Is alive and well. Remember what I said about the puke carseat cover? Well, here's the 411, since I know you all are DYING to hear the adventures of the Barf-O-Matic 3000 (aka The Younger Princess Ella).
Since today wasn't the 1st Saturday of the Month (aka Jason-is-teaching-Kickboxing-class-today-day) and it isn't May yet (aka I-teach-ballroom-dancing-at-our-local-YMCA-on-Saturdays-starting-in-May), we decided to make a day of it and have Dim Sum down in our local Chinatown. One thing we can always count on is that the kids eat GOOD at Dim Sum. So many choices and everyone gets their favorites. After Dim Sum, I wanted Boba from our local Lollicup store. The Younger Princess Ella decided to share with me since no one else wanted any (a rare occurrence). So I procured a large Thai Milk Tea with Boba and brought it back to the car.
Earlier in the week, I'd had business in that part of town and meant to stop by this store. So, I convinced my husband to pull in and let me run in to see if I could jog my memory as to what I needed there. That proved to be an exercise in futility and so I returned to the car in under 5 minutes. In that short amount of time, The Younger Princess Ella had polished off about 2/3 of the Boba and was looking rather green. I barely had time to utter the words "You aren't going to throw up are you?" before, you guessed it, a flood of regurgitate Boba drink and Dim Sum spewed forth. So we pulled around the block, parked the car, de-pukified the back seat, the child, the carseat and ME and we went on our merry way. We're pros at this since she's done it before after Dim Sum and Boba.

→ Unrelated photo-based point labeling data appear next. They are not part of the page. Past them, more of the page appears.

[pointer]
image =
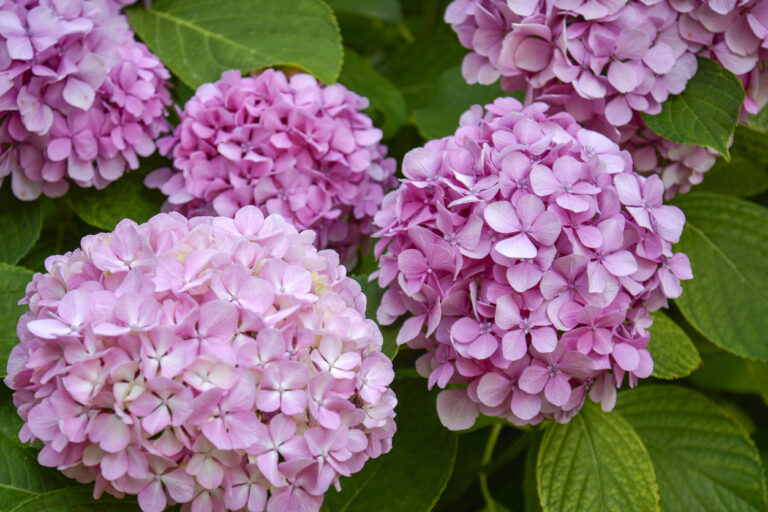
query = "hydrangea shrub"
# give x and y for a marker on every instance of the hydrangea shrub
(528, 255)
(216, 362)
(285, 144)
(82, 100)
(391, 256)
(607, 61)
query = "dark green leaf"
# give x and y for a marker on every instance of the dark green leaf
(386, 101)
(386, 10)
(673, 352)
(373, 296)
(413, 475)
(21, 222)
(413, 68)
(126, 198)
(13, 283)
(722, 371)
(75, 499)
(727, 241)
(199, 39)
(746, 175)
(62, 232)
(707, 111)
(704, 460)
(595, 462)
(450, 97)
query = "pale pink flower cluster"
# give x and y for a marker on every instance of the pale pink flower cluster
(80, 99)
(223, 363)
(285, 144)
(527, 254)
(604, 61)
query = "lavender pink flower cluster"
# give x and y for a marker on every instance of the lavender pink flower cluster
(286, 144)
(528, 255)
(81, 100)
(606, 60)
(223, 363)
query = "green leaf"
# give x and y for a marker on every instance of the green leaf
(451, 96)
(727, 241)
(75, 499)
(704, 460)
(413, 475)
(723, 371)
(385, 10)
(199, 39)
(595, 462)
(707, 111)
(386, 101)
(13, 284)
(413, 68)
(373, 295)
(746, 175)
(62, 232)
(673, 352)
(126, 198)
(21, 223)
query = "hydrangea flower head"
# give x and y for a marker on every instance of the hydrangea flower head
(606, 61)
(217, 362)
(80, 99)
(285, 144)
(527, 255)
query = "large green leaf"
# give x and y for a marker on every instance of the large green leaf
(413, 475)
(126, 198)
(75, 499)
(373, 296)
(707, 111)
(387, 103)
(722, 371)
(21, 222)
(450, 97)
(673, 352)
(595, 462)
(727, 241)
(385, 10)
(746, 175)
(199, 39)
(13, 283)
(704, 460)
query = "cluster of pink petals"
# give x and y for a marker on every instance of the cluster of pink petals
(285, 144)
(527, 254)
(604, 61)
(80, 99)
(223, 363)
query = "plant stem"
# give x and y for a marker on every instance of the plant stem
(482, 476)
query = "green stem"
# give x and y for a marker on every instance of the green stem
(482, 476)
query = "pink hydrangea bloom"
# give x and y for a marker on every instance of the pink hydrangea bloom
(285, 144)
(217, 362)
(605, 61)
(528, 255)
(81, 100)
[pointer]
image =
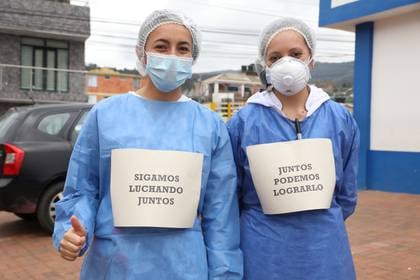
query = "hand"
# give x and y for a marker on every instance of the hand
(73, 240)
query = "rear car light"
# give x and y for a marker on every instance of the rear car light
(13, 160)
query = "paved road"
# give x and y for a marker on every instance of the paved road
(384, 233)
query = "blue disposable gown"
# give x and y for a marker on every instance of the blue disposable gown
(303, 245)
(208, 250)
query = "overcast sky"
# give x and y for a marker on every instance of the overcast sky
(230, 30)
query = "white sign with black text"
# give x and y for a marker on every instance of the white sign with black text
(153, 188)
(293, 176)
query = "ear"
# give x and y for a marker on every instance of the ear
(312, 65)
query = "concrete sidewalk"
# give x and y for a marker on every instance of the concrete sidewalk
(384, 234)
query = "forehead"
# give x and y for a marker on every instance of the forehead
(170, 32)
(285, 41)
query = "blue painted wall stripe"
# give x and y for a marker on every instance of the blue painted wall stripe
(362, 94)
(354, 10)
(394, 171)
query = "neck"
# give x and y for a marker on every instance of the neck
(295, 101)
(294, 106)
(149, 91)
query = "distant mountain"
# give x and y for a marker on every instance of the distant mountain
(338, 74)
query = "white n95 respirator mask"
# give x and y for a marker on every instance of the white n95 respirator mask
(289, 75)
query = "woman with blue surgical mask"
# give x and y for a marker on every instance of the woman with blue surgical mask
(151, 186)
(296, 154)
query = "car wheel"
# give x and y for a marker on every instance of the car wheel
(46, 206)
(26, 217)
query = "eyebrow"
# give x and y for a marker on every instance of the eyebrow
(161, 41)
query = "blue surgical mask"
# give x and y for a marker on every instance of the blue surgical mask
(168, 72)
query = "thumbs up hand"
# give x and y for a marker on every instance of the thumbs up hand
(73, 241)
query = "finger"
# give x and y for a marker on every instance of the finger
(73, 238)
(68, 258)
(70, 246)
(77, 226)
(65, 252)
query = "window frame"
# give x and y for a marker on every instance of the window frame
(45, 49)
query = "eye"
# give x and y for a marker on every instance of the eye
(296, 54)
(160, 47)
(184, 49)
(274, 58)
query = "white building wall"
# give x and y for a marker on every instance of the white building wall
(336, 3)
(395, 106)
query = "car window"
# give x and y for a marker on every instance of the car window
(6, 121)
(52, 124)
(76, 130)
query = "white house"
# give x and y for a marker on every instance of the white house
(386, 87)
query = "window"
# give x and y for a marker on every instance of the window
(92, 81)
(52, 124)
(77, 128)
(7, 120)
(49, 54)
(136, 83)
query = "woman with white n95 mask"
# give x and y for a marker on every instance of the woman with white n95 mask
(151, 185)
(291, 226)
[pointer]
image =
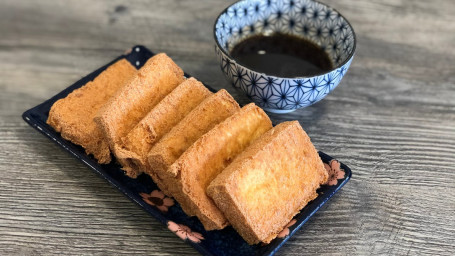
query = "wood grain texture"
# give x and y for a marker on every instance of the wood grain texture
(392, 120)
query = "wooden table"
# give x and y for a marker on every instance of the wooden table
(392, 120)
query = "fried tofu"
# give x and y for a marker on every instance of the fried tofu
(159, 121)
(73, 115)
(208, 156)
(269, 183)
(203, 118)
(156, 79)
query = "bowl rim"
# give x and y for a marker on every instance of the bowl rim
(351, 55)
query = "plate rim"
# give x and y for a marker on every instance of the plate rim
(68, 146)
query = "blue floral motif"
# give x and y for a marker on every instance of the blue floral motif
(312, 20)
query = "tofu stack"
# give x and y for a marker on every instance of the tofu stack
(224, 164)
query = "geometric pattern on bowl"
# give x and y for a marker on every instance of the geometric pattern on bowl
(311, 20)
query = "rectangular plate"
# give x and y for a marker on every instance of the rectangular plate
(220, 242)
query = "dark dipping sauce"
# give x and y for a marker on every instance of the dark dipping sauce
(282, 55)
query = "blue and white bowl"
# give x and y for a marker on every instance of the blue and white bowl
(309, 19)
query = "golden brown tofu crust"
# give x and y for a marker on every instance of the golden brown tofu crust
(208, 156)
(269, 183)
(73, 115)
(200, 120)
(157, 78)
(159, 121)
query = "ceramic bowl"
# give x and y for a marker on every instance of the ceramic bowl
(311, 20)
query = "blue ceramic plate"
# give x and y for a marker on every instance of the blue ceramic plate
(145, 193)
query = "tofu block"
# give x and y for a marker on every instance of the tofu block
(202, 119)
(159, 121)
(210, 155)
(73, 115)
(156, 79)
(269, 183)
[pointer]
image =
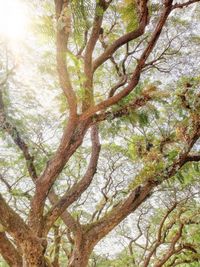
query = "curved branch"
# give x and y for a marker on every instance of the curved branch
(9, 252)
(125, 38)
(75, 192)
(137, 72)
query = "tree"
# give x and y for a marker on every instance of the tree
(100, 70)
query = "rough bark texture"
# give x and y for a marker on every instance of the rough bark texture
(9, 252)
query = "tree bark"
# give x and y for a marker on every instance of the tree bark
(9, 252)
(81, 253)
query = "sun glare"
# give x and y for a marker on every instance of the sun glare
(13, 19)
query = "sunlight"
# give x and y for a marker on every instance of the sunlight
(13, 19)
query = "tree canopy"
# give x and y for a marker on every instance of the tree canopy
(99, 135)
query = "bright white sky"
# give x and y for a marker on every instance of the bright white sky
(13, 19)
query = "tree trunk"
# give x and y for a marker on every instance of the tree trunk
(33, 254)
(81, 253)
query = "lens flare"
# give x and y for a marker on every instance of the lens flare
(13, 19)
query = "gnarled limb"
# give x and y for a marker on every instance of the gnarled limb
(75, 192)
(9, 252)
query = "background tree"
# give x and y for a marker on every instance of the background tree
(57, 187)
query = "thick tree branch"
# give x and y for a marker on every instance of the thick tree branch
(9, 252)
(186, 4)
(15, 135)
(64, 18)
(139, 194)
(137, 72)
(88, 98)
(75, 192)
(125, 38)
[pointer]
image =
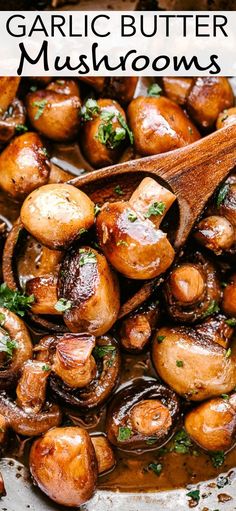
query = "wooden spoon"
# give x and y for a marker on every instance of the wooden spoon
(192, 172)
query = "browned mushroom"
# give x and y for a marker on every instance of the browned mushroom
(135, 331)
(55, 214)
(108, 363)
(207, 98)
(64, 466)
(91, 289)
(194, 361)
(15, 347)
(54, 111)
(104, 131)
(142, 415)
(159, 125)
(191, 288)
(212, 424)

Now you might think that this would be the end of our troubles... We were tooling down the highway in the left lane, kids are resting and I'm reading the autobiography of Apolo Anton Ohno (now available at my local Dollar Tree for a whopping buck) when all of the sudden...
CAR TROUBLE! The car jerks like the tranny is slipping and the engine light comes on and bells start to ding. We get off the highway and onto the shoulder and turn the car off thinking that it's the oil thingy. I recently had an oil change at the local Mobil place (not a happy camper about that trip) and so we thought maybe we might be spilling oil. Tried to restart the car and NOTHING. Nada. Husband checks under the hood and wouldn't you know it... The timing belt broke (or so we think). Either way, the car is not driveable. The irony of this? I got the title in the mail yesterday. Sweet irony. We got our tax refund back April 18th.

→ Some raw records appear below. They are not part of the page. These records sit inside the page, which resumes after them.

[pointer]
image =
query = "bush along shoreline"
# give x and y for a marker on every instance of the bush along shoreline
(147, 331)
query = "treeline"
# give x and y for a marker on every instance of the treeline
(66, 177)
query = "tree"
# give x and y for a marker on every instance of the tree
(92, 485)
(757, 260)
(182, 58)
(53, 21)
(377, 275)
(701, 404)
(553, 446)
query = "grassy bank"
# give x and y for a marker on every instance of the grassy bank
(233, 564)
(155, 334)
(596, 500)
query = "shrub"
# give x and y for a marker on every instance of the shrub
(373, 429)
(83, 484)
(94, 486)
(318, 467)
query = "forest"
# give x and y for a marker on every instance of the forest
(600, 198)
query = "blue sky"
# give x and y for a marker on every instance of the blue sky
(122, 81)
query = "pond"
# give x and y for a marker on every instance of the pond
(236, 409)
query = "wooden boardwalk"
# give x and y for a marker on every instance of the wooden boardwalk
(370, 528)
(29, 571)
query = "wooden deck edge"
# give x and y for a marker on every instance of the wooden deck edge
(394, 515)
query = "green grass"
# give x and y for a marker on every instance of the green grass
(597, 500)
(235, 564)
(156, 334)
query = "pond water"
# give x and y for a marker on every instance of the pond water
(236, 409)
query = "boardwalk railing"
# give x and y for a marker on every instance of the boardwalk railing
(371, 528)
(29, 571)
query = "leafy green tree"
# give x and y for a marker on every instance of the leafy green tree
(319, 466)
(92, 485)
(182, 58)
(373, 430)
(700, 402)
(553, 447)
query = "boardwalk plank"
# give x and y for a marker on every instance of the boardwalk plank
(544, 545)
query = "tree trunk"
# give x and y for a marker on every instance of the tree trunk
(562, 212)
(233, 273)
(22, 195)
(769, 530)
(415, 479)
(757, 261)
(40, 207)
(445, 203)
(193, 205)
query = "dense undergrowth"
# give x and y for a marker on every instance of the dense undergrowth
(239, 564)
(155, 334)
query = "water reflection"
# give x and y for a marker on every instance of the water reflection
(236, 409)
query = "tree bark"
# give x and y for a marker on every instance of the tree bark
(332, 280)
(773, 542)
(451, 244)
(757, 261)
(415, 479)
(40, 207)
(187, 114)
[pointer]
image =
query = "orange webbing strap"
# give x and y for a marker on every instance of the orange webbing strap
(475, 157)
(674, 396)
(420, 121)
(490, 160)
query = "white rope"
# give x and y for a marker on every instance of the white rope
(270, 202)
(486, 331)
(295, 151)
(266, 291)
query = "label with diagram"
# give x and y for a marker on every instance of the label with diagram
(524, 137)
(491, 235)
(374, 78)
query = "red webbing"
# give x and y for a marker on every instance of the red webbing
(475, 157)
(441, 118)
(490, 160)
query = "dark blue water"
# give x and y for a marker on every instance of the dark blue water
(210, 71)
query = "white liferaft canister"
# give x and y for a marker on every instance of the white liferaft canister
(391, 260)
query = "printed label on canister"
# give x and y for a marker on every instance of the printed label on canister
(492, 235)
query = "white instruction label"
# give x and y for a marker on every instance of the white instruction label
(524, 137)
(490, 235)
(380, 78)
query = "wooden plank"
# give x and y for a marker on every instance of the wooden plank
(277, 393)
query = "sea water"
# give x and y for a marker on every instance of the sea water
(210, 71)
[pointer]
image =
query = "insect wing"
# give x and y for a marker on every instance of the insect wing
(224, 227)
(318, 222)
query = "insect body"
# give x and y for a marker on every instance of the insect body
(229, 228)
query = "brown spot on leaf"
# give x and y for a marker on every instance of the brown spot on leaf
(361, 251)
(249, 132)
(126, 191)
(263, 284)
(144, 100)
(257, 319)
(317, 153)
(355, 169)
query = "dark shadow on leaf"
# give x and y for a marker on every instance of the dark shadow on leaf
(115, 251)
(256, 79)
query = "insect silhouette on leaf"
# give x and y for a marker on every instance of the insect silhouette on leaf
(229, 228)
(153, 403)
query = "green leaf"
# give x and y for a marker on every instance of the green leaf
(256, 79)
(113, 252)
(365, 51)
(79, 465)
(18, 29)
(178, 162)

So the Paid For PT Cruiser is sitting in the lot of our Chrysler dealer awaiting a diagnosis on Monday. And it may or may not be under warranty. So we may or may not get a rental car. I've got my fingers crossed, though. The fun begins on Monday morning when we have to cram 3 kids in car seats and two adults into a '94 Integra.
And this my children is why I'm tempted to take a thousand bucks and buy a junky looking car that runs decently and garage it "just in case".